Hablaba anteayer, sin nombrarlos directamente, de los psiquiatras y psicólogos a quienes mucha gente recurre para verbalizar y afrontar sus traumas o sus miedos. Hoy me referiré a otro tipo de personas que están ahí cuando una pérdida o una situación grave bloquea lo que debería ser el avance normal de nuestra vida. Personas que sí son interlocutores y no meramente escuchantes y consejeros. Y también a otras que no lo son aunque lo pretendan.
Merecen todo mi respeto los voluntarios. Los de la Asociación Española Contra el Cáncer, por ejemplo. Ellos ya han sufrido la enfermedad y saben lo que pasa por la cabeza del paciente que empieza a enfrentarse a ella.

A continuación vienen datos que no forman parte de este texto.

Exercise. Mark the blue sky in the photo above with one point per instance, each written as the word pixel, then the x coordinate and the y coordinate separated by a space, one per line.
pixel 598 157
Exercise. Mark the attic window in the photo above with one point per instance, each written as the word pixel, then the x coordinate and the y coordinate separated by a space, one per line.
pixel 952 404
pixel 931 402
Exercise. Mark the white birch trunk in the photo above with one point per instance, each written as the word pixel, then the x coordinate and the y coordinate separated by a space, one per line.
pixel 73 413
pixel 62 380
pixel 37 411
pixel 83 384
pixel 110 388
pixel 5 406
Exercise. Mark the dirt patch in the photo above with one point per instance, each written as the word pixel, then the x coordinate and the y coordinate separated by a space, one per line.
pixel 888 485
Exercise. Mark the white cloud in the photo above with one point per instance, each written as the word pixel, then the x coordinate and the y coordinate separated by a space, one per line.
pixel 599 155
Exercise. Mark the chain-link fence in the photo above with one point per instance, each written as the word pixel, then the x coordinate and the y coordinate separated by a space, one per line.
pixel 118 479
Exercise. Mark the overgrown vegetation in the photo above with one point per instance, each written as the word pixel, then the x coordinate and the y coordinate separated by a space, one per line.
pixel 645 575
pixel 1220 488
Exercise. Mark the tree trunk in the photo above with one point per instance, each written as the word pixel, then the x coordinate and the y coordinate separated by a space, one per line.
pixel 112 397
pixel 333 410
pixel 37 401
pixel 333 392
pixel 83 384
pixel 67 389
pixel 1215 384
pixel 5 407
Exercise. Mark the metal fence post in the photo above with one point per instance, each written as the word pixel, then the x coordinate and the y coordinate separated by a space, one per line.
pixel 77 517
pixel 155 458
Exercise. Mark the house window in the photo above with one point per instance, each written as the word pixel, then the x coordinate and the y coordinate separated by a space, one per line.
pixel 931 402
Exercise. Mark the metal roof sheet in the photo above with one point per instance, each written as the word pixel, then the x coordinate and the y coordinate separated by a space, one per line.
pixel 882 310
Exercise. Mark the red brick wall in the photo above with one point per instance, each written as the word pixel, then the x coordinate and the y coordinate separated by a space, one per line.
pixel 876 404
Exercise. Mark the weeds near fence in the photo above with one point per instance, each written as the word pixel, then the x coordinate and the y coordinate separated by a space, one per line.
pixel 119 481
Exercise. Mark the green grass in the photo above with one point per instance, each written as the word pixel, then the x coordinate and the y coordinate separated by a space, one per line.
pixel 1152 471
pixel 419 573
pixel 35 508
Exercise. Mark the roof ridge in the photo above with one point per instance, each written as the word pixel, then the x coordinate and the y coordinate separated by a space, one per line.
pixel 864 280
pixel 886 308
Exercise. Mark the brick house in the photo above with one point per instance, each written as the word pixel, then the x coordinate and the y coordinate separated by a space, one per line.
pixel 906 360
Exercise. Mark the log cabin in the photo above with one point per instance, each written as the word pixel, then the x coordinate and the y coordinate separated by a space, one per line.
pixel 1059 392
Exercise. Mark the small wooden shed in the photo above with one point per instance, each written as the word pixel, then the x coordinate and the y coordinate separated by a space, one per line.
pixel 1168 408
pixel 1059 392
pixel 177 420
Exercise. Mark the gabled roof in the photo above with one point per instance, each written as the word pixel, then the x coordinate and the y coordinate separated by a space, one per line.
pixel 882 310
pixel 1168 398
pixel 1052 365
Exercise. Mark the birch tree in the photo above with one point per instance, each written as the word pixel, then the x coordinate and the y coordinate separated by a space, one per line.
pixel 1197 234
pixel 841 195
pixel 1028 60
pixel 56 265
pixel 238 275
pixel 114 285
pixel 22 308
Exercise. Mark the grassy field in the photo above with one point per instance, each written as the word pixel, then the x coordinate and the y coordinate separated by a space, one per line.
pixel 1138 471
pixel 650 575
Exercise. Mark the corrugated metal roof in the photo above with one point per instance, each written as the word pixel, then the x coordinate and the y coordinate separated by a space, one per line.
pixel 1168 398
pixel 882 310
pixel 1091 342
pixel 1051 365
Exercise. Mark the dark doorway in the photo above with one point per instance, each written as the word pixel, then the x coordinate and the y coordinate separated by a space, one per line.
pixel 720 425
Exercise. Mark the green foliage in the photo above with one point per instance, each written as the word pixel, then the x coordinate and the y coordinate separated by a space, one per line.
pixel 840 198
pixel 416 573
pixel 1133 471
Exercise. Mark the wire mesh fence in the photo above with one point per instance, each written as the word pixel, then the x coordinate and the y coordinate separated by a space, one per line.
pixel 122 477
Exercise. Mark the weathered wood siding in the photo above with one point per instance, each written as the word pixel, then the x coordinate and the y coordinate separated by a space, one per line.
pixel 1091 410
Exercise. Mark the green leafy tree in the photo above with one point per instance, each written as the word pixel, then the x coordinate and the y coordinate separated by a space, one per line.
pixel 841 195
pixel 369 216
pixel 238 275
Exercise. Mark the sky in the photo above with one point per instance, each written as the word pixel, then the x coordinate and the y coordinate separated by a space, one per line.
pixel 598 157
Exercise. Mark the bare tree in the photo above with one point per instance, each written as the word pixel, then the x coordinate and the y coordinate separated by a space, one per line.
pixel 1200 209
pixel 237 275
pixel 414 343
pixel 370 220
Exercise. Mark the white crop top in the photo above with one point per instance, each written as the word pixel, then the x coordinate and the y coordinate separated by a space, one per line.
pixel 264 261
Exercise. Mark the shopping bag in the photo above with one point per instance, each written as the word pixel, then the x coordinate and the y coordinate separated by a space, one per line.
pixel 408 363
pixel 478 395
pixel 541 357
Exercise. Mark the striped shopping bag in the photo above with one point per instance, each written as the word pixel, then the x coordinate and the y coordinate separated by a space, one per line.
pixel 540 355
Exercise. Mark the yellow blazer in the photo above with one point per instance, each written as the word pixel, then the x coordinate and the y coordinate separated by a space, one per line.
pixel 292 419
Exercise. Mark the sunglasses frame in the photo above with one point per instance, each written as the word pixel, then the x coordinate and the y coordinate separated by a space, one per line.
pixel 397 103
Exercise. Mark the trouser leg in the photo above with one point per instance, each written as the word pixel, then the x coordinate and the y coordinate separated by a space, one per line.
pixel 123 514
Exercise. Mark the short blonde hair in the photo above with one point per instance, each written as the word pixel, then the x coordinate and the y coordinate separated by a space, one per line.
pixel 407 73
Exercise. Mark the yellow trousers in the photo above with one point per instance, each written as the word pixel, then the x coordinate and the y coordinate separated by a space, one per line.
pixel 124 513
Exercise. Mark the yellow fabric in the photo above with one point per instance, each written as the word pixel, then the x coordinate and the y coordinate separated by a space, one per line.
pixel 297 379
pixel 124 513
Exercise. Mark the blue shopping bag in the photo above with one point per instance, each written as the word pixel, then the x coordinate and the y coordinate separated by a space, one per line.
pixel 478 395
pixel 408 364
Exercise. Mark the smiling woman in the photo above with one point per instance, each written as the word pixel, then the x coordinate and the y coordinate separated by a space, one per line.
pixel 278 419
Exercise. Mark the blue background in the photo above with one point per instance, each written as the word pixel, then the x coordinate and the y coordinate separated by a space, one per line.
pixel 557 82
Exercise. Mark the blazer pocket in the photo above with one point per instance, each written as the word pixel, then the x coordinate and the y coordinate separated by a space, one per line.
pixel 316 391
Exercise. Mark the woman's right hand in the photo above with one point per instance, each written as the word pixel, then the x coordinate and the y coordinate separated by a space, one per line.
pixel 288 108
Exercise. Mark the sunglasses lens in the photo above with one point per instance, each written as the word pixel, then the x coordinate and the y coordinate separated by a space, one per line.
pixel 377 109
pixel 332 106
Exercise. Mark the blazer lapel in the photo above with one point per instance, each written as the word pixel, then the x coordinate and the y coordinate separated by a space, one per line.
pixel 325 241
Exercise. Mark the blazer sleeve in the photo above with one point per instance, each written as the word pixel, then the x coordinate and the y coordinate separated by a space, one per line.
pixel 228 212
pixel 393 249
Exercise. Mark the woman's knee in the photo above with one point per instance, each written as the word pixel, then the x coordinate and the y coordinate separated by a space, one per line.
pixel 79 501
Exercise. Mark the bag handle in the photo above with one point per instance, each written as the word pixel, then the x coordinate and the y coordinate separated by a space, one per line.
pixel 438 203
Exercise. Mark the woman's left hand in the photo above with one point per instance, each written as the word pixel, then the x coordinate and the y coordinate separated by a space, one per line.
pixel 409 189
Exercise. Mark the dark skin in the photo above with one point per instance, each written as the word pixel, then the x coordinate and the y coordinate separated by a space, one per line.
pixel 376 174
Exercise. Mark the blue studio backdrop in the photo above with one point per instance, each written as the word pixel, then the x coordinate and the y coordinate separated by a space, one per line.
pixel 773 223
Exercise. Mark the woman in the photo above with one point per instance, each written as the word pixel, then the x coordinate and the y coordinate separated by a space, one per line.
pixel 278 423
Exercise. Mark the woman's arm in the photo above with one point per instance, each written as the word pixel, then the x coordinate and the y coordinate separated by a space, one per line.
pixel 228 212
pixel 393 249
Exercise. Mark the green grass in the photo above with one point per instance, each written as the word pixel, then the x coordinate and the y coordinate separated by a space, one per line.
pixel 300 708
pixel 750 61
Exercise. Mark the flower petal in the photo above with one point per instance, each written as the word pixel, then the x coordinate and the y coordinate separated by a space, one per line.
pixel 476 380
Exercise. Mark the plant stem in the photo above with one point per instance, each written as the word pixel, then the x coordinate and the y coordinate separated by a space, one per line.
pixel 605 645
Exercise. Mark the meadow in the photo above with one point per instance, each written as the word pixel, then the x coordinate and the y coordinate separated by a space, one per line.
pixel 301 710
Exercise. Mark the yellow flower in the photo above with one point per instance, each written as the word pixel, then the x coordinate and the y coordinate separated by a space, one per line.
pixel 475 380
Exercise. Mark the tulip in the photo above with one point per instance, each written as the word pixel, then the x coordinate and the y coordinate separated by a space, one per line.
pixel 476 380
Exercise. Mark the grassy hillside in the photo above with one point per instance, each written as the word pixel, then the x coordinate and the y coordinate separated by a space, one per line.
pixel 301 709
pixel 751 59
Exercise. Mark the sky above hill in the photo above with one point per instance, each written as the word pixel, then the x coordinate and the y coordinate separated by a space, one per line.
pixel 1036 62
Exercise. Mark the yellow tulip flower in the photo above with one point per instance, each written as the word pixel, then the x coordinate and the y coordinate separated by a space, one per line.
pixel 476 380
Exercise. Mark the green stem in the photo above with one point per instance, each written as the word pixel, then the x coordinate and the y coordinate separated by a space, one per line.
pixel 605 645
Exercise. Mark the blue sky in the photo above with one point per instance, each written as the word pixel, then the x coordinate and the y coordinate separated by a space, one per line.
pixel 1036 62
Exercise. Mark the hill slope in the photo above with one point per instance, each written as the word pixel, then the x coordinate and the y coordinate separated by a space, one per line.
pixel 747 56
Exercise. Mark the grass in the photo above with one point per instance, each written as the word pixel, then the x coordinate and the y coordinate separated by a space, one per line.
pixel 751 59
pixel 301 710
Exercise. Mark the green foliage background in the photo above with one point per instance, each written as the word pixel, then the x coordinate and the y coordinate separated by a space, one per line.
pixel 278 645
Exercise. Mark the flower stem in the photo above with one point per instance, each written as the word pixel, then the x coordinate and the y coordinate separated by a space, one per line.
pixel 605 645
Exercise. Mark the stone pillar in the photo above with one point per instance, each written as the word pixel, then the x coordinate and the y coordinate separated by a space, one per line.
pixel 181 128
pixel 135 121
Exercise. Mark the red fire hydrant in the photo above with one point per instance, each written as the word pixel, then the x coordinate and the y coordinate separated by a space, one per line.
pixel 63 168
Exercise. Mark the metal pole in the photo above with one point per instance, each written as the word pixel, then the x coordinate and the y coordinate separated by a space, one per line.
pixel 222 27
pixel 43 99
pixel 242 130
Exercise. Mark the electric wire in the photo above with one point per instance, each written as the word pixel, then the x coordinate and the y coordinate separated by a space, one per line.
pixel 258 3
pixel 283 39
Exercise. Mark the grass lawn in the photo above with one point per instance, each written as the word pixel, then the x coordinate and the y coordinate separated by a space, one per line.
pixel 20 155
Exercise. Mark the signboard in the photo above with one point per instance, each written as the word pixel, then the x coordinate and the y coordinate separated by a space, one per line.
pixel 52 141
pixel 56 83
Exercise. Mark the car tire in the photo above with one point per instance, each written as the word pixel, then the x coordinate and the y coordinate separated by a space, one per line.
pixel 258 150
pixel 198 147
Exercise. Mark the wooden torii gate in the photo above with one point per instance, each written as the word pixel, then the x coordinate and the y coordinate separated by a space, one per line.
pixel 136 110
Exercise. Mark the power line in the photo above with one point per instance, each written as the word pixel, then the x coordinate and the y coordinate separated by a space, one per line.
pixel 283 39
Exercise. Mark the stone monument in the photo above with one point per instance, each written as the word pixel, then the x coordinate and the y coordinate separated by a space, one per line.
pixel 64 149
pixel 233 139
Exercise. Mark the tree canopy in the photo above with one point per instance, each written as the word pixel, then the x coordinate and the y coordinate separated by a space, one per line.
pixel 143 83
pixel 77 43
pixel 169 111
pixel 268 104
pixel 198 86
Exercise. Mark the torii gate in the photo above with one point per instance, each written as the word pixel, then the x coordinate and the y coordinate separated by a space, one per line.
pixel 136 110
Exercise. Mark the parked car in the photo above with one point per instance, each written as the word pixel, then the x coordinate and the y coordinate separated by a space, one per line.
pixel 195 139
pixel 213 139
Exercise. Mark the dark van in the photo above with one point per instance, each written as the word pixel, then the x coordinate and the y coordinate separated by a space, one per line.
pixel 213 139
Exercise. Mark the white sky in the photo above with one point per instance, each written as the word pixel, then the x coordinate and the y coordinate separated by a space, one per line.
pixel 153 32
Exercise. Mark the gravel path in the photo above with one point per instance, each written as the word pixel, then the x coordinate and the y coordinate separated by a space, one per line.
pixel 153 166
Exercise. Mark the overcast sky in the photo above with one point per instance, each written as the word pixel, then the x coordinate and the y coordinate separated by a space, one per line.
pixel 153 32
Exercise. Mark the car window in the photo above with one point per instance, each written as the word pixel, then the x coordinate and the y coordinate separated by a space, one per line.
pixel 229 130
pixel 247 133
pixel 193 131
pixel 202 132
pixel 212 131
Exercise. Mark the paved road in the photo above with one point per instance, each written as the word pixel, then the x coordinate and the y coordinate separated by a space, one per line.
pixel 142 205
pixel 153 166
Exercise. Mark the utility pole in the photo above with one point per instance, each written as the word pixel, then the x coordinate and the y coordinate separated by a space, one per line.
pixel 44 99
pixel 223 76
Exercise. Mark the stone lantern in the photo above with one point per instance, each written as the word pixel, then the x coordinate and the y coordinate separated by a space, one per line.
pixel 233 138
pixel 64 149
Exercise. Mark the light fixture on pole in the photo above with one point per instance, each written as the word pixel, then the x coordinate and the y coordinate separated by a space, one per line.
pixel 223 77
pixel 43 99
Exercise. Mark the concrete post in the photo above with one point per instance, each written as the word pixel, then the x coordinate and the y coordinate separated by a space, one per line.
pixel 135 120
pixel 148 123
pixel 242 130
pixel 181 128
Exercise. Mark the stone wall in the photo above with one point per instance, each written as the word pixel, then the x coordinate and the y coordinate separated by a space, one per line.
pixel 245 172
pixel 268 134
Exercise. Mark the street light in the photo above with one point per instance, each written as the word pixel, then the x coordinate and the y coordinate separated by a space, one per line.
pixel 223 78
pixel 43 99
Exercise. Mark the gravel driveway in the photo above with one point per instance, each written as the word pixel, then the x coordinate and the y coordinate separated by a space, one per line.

Éste se encuentra con un desconocido que tiene palabras para concretar sus miedos y otras para plasmar lo que le espera. Escucha y habla con conocimiento de causa.
Hay voluntarios de Cruz Roja o de otras organizaciones que dedican parte de su tiempo a personas mayores. Las ayudan con tareas que la edad vuelve complicadas y les hacen compañía. Para alguien que se ha quedado solo por el distanciamiento o la muerte de sus seres más cercanos, algo tan sencillo como tener una persona con quien hablar beneficia a su estado de ánimo y su salud mental. En estos casos el voluntario sobre todo escucha, pero también abre una puerta a su vida personal en la medida en que su solitario amigo lo necesita.
Por el contrario, unos personajes que me suscitan poco aprecio son lo que desde hace años se han ido llamando gurús, asesores personales y ahora coaches. Son individuos con una formación más que discutible. A ellos acuden, por lo poco que he visto en mi entorno, hombres y mujeres sugestionables, de esos que creen que con voluntad y esfuerzo se logra cualquier cosa. Porque eso es lo que les va a decir el asesor. Les propondrá cambios de actitud, cambios en su modo de vida, cambios en sus objetivos. Y eso es lo que necesitan: palabras mágicas que les definan el fracaso como oportunidad, el miedo como acicate, el cambio como éxito.
Menos aprecio aún siento por los sacerdotes católicos, esos que bajo la fórmula de la confesión obligan a sus fieles a buscar culpabilidades en su interior y relatarlas a quien hará como que comprende la debilidad pero la criticará y castigará antes de perdonarla. Para los más convencidos debe de tener su morbo eso de recibir el perdón para cualquier cosa. Pero a mí no se me ocurre una figura más siniestra que la del humano que se erige en intermediario forzoso entre sus semejantes y la perfección.